Ausgeschlossen ist das nicht. Allerdings ist die Region bereits jetzt schon hochgradig instabil - um nicht zu sagen: in ihr herrscht über weite Strecken das pure Chaos. Syrien befindet sich seit gut dreieinhalb Jahren in einem Bürgerkrieg. Dieser hat dem Assad-Regime die Kontrolle über weite Teile des Landes entrissen. Der Norden Syriens wird von IS beherrscht, dessen "Kalifat" sich über die bisherige Staatsgrenze bis in den Irak erstreckt. Dieser zerbröckelt derzeit ebenfalls. Die Region der Kurden ist das einzige Gebiet im nördlichen Irak, in dem die öffentliche Ordnung noch fortbesteht. Dafür, wie auch für ihren Kampf gegen den "Islamischen Staat" werden die Kurden irgendwann einen Preis - nämlich weitere Schritte in Richtung Unabhängigkeit - verlangen. Der wird ihnen nicht abzuschlagen sein.

DW-Autor Kersten KnippBild: DW/P. Henriksen

Überkonfessionelles Erfolgsmodell

Neben ihrem militärischen Verdienst können die irakischen Kurden aber auch ein politisches Argument für ihren Staat vorbringen: Ihr Gebiet ist derzeit das einzige in der Region, das nicht auf einer konfessionell eingegrenzten Gesellschaftsordnung beruht. Im kurdischen Autonomiegebiet leben Sunniten, Christen, Jesiden und schiitische Aleviten friedlich nebeneinander.

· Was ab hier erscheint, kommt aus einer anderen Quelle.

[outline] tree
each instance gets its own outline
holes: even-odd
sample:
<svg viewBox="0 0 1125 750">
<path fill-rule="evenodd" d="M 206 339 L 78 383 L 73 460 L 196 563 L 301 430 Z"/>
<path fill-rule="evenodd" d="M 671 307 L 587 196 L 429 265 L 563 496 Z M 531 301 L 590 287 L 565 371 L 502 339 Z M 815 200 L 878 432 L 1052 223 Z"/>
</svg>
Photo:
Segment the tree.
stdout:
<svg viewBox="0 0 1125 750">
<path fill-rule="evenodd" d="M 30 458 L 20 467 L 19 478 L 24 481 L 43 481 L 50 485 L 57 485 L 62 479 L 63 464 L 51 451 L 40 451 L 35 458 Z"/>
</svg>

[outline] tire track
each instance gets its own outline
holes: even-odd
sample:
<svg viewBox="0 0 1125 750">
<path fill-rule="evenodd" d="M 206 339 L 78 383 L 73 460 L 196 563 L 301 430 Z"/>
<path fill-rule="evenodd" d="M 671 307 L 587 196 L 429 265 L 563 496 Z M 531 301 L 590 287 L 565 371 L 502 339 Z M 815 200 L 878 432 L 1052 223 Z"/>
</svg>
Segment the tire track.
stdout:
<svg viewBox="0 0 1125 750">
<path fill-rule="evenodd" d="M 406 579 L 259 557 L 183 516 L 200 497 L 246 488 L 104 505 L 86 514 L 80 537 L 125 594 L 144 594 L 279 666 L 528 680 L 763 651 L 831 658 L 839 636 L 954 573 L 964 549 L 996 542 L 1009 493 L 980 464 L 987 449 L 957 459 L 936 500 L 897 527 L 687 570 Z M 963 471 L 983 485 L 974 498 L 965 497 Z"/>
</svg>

Ein solches überkonfessionelles Modell könnte auf die gesamte Region ausstrahlen. Denn die Logik des Konfessionalismus hat diese an den Rand des Abgrunds getrieben. Die kurzsichtige, auf religiöse Spaltung setzende Politik des Ex-Premiers Nuri al-Maliki hat den irakischen Staat implodieren lassen. Syrien wird von einem Bürgerkrieg zerrissen, in dem konfessionelle Fragen anfänglich nur eine Nebenrolle spielten. Seit langem führen dort aber auch die beiden großen regionalen Rivalen, der schiitische Iran und das sunnitische Saudi-Arabien, einen Stellvertreterkrieg. Immer deutlicher sehen die Regierungen der beiden Staaten nun, welches Desaster ihr religiöser Eifer angerichtet hat. Auch der Libanon lässt sich in seiner zwischen Christen, Sunniten und Schiiten mühsam ausgehandelten Machtbalance immer weiter in den Strudel des syrischen Bürgerkriegs ziehen.

Dem desaströsen Denken in konfessionellen Kategorien steht im Irak jetzt schon eine kurdische Autonomieprovinz entgegen, die nicht umsonst zu den Gewinnern der derzeitigen Umwälzungen zählt. Sorgsam hat sie sich allen religiösen Eifers enthalten - und ist darüber zu einer prosperierenden Landschaft geworden. Ob als autonome Region oder irgendwann als eigenständiger Staat: Das kurdische Beispiel weist jetzt schon den Weg in eine Richtung, über die nachzudenken lohnt!